Face to face - it’s an issue of trust.

livingdownsouth · 24/01/2019 07:45

But it wasn't the deputy head? It was the deputy head of pastoral care. I'd be tempted to reply "please accept acknowledgement of how disappointed I am in how this matter has been handled." but you have already dealt with this much better than I would have done 😉.

MontanaSky · 24/01/2019 07:45

I've been following this thread from the beginning.

It doesn't sit right with me that a HT would respond to a complaint like that.

This has become so much more than a clothing issue and has become a complaint about a complaint.

If a school deals with an issue about the lack of professionalism by staff how will/are they dealing with other issues bullying for instance?

justilou1 · 24/01/2019 07:46

Nope... time to mention board of governors

SillyMoomin · 24/01/2019 07:46

I’m with previous poster op

I can and have had to access my ceo’s Emails remotely before.

I’d simply turn up outside his door at school.
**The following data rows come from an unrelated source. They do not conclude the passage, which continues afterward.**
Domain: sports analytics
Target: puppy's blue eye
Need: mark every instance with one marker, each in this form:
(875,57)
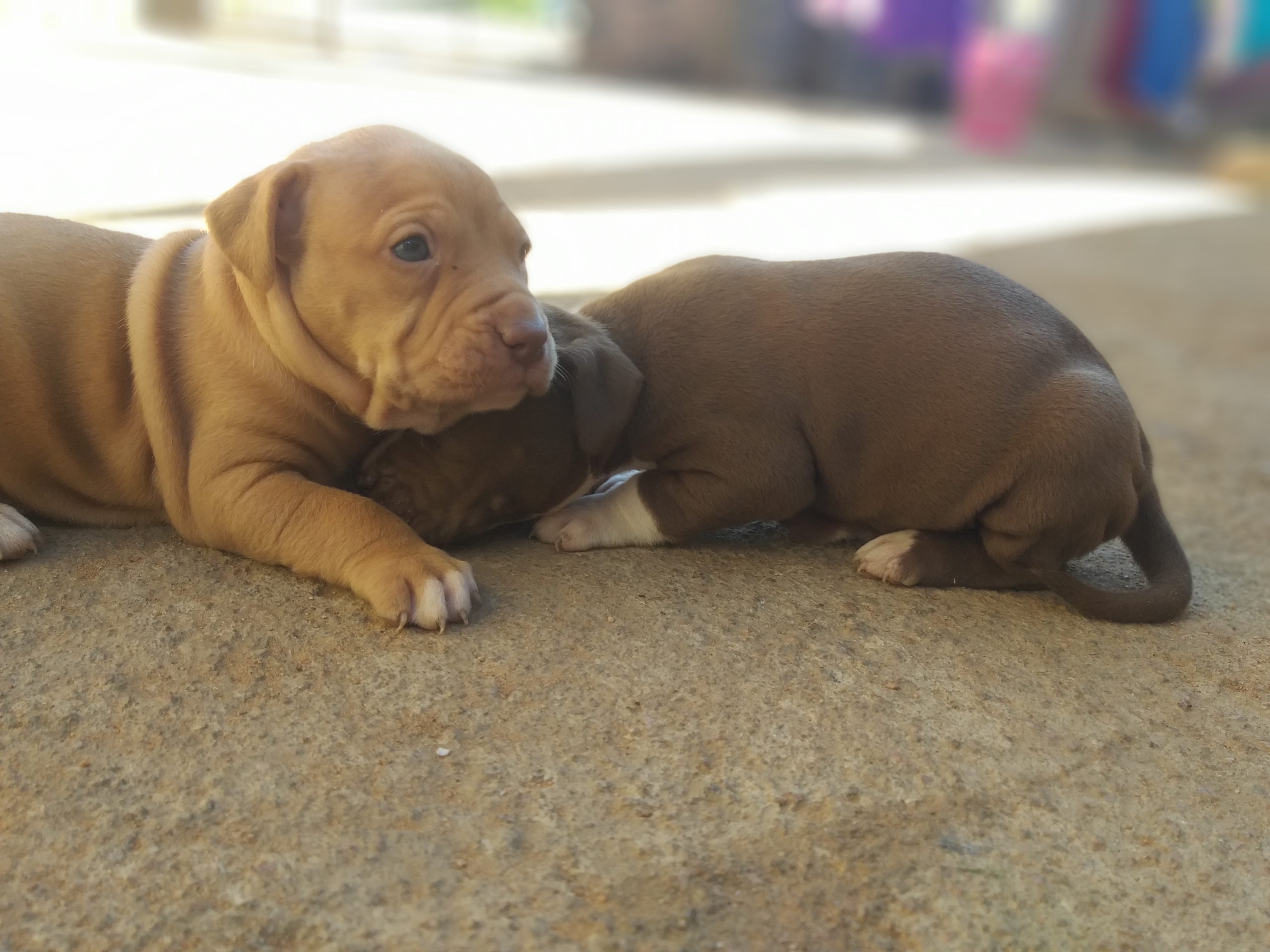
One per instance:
(413,249)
From everything you’ve said about the HM, he doesn’t sound the type to brush this off so quickly

GreenTulips · 24/01/2019 07:52

Reply

Please forward a copy of your complaints procedure so I may take this further

Tink1990 · 24/01/2019 07:54

His email does not sit right with ne either the fact he has simply said "deputy head" rather than the actual full job title "... of pastrol care" seems strange. Either he has simply taken peoples words for what has actually happened or it wasnt him responding(!) I dont know. Its all very poor nonetheless. Hmmm.